One, the -EFY verbs are quite frequently regularized orthographically (contra (b)) as -IFY. That goes for the whole set. For petrifaction, NOAD2 lists petrification as just a variant (and I prefer it, despite the title of George Bernard Shaw’s wonderfully silly one-act play, “Passion, Poison, and Petrifaction”). For the rest, -IFICATION is a non-standard variant, but very very common (in ghits):
liquification, putrification, rarification, stupification
(even satisfication).
Two, even if you get -EFY right, you’re still likely to go for -fication rather than -faction (with the accompanying spellings). All of the following are amply attested:
liquefication, putrefication, rarefication, stupefication
Three, -IFY + -IFICATION, the combination of points one and two, is also amply attested:
liquify – liquification, putrify – putification, rarify – rarification, stupify – stupification
There are twiddles in all of this — standard spelling variations, like PETREFACTION ~ PETRIFACTION ~ PETRIFICATION, and a lot more. But the big picture is of very big regularities (like (a)), subregularities (like (d), -EFY predicting -EFACTION), and flat-out exceptions (like (b)).

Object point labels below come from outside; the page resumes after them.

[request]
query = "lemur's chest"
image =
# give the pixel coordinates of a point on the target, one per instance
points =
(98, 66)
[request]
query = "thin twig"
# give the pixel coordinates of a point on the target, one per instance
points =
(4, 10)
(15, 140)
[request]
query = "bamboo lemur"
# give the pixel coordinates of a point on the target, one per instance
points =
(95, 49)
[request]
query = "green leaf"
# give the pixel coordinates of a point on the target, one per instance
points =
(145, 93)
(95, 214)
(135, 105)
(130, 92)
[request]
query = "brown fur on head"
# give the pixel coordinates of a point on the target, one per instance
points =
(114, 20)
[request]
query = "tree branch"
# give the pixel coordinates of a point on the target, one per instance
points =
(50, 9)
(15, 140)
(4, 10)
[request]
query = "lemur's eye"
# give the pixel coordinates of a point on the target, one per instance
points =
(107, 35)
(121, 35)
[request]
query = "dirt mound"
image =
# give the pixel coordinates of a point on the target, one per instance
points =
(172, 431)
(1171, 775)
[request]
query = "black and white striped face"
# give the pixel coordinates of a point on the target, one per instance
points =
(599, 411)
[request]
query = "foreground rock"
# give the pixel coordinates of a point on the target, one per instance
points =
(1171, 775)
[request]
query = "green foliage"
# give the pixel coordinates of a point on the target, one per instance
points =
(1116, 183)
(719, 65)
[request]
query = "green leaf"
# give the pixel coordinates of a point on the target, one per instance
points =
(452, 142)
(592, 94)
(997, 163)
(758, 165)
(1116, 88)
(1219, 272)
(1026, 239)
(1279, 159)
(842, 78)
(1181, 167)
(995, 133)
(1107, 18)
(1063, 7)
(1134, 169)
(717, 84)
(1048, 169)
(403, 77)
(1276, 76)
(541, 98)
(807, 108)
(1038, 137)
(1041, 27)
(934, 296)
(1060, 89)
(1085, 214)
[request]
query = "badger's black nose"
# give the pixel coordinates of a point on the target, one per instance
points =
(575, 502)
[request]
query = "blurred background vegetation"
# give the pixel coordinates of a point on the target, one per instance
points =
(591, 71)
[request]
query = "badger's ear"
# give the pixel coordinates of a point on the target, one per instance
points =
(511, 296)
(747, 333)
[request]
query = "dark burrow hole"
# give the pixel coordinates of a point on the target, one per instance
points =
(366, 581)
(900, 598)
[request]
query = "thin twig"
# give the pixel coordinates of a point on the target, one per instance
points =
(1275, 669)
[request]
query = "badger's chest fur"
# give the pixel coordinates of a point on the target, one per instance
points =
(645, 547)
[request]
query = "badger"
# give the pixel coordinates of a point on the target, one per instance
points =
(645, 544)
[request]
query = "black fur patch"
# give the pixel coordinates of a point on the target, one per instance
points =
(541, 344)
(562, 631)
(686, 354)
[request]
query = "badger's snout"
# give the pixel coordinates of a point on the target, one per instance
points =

[Final digression. At this point, critics complain that “if only speakers knew the history of their language” or “if only English speakers knew the facts of Latin (or Greek)”, then they would know how to speak and write English correctly. These are remarkably foolish ideas, but that’s a topic for another time.]
September 1, 2011 at 3:23 pm |
If only things were different they wouldn’t be the same …
September 2, 2011 at 5:41 am |
The Ridger explains (in e-mail) that this comment was about my last digression, and that it involved a cultural reference I didn’t get:
So the sentiment is “If things were different, they wouldn’t be the way they are.” I suppose the opposition between same and different led to the unusual formulation in L&O.
September 3, 2011 at 3:42 pm |
“stupefy” does not mean to make to be stupid, but it seems posible that was the actual intent of the writer. So what noun would fill the bill for “made to be stupid”? Sorta like our education system is doing.
September 3, 2011 at 3:54 pm |
To mesns: Older -fy verbs often have drifted from straightforward causative or inchoative meanings to extended meanings, including those expressing analogies or similarities: ‘to make (or become) as if …’. So now to get a single verb conveying ‘make stupid’, you need to reach for something like the innovation stupidify (which is in fact attested in this sense, as well as in the sense ‘to make into nonsense’).